In October 1958, upon the orders of Chairman Mao Zedong, 100,000 PLA soldiers built China's first space center out on the edge of the Badain Jaran desert of this northwestern province.
Fifty years later, the Jiuquan Satellite Launch Center (JSLC) is scheduled to send up its seventh Shenzhou spaceship between Thursday and next Tuesday with astronauts expecting to perform a spacewalk.
Like all things Chinese, the Shenzhou program is big - involving seven gigantic systems and countless numbers of scientists and engineers from around the country. It is also fast. After only four unmanned flights, China has launched three successive manned spacecraft in five years: one man on board Shenzhou V, two with Shenzhou VI, and a full crew of three on Shenzhou VII.
Each time a spaceship lifts off, history is made. The small, low profile JSLC, where it all started, has become more of a household name, but still maintains its hermetic status.

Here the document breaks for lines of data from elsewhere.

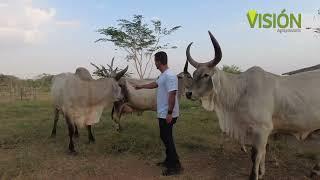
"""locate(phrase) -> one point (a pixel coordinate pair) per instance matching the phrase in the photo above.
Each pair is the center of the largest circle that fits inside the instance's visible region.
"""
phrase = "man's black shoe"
(172, 171)
(162, 164)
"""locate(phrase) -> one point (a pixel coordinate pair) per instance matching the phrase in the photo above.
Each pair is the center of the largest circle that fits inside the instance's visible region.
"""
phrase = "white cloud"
(68, 23)
(21, 23)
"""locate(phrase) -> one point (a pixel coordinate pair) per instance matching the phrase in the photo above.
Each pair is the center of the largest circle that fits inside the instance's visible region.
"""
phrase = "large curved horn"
(185, 70)
(189, 58)
(214, 62)
(121, 73)
(217, 51)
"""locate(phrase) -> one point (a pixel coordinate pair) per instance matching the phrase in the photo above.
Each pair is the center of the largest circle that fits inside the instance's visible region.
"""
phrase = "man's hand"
(137, 87)
(169, 118)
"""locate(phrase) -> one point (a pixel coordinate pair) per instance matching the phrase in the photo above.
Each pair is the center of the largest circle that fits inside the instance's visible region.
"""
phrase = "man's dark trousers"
(172, 159)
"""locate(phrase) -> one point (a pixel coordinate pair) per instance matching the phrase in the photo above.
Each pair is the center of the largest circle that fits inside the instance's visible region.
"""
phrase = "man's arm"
(171, 100)
(147, 86)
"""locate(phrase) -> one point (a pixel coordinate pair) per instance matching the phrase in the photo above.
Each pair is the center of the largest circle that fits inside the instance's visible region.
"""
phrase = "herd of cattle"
(250, 106)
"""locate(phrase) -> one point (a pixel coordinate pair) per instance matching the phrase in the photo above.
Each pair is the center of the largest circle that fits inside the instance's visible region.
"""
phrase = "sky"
(54, 36)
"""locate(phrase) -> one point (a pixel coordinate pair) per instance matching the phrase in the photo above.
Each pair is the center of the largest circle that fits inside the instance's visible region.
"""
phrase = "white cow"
(254, 104)
(145, 99)
(83, 74)
(82, 101)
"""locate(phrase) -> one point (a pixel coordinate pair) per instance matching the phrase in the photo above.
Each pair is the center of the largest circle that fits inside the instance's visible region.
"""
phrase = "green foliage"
(102, 71)
(138, 40)
(231, 69)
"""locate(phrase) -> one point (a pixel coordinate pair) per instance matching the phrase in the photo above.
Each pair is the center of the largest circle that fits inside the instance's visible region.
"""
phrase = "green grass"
(25, 128)
(26, 149)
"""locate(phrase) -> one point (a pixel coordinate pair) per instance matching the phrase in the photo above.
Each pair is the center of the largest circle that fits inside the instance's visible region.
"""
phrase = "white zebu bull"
(82, 101)
(145, 99)
(83, 74)
(252, 105)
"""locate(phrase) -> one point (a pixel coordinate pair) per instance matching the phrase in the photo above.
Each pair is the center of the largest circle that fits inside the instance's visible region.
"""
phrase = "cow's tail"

In the five decades of its existence, the JSLC has also launched 41 satellites - including Dongfanghong-I, China's first satellite .

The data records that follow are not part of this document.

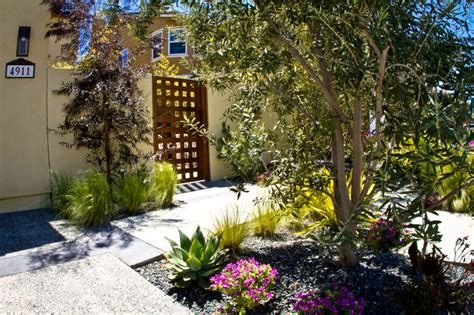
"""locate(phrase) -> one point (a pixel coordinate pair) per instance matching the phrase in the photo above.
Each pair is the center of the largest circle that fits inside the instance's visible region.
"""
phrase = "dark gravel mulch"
(27, 229)
(302, 265)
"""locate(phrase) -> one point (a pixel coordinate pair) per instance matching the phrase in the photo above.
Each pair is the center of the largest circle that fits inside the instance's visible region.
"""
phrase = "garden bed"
(302, 265)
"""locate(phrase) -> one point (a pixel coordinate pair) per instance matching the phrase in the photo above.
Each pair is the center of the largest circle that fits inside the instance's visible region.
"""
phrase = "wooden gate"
(174, 99)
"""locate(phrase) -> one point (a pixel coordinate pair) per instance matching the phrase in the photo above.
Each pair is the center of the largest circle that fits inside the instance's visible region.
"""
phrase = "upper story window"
(156, 45)
(177, 42)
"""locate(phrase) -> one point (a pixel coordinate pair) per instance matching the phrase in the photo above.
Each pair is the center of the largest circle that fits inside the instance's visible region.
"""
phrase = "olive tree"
(331, 69)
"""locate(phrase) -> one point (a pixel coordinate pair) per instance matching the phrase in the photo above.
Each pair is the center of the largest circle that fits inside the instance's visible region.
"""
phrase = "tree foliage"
(105, 112)
(330, 69)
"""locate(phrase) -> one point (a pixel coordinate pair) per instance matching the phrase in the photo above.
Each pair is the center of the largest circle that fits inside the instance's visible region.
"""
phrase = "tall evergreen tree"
(105, 113)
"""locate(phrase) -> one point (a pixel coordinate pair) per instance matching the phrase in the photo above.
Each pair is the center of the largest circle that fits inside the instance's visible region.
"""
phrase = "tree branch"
(326, 86)
(295, 104)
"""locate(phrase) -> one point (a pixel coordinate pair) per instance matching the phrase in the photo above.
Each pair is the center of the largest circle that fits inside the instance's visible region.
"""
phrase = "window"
(177, 42)
(156, 45)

China was both a slow starter and a fast learner in space exploration. Beginning decades after the United States and Russia, the Chinese were able to draw lessons from the experience of the superpowers and start off much higher on the learning curve.
How, and to what extent China's lack of space experience could be overcome by calculations, extensive modifications and cautious ground training, remains a mystery to outsiders.
Until 1996, few were allowed to enter this largely self-reliant community of some 30,000 people, made up of mostly Shenzhou scientists and engineers, their families, and offspring of those who built the space center from scratch 50 years ago.
Today, the JSLC has grown into a by-and-large self-governing community under local administration, with courts, a taxation bureau, banks, post offices, schools, hospitals, theaters, hotels, sports stadiums, swimming pools, museums, parks, farms and a zoo.
Its supermarkets are filled with the latest goods from around the country. Local residents receive free signals from nearly 100 channels on their home TVs.
But there are some limits. Internet access is a rarity, so are outside visitors in the evening as they are not allowed to stay overnight in the center. Visitors must return at sundown to the nearest city of Jiuquan, 240km away.
The annual rainfall here is some 40mm. The air here contains 20 percent less oxygen than in other parts of China. With painstaking efforts, residents have made the center green, with lawns and trees everywhere.
"We have to over-water the trees every morning; otherwise they will die," explained Yang, a 30-year-old who came to the site after graduation and works at the local TV station as a reporter. "It's pretty harsh living around here, but there's always something that keeps it so utopian. I figure that's why we got the space center here, eh?"
Travel agencies began to sell trips to the JSLC when officials in Jiuquan expressed an interest in using the site's fame for tourism to help alleviate poverty in the area.
Since then there has been a surge in the number of daytime visitors, each coming to take a rare peek into what the foreign media has designated China's "most secretive" space center.
Flights between Beijing and Dingxin, the nearest town, are available four days a week for JSLC residents, scientists, officials and media personnel. Others have to resort to lengthy train and bus rides.
"Life here has a much slower and calmer pace than the big commercialized cities," said service staff member Xuan, who is in his 11th year at the center.
Xuan said the JSLC has opened up a wealth of tourist attractions, including a 48-year-old reservoir, a fishing area, a dock and a power plant. "But none of them are on the route for visitors, so in the end, it's us and our relatives that come," Xuan said.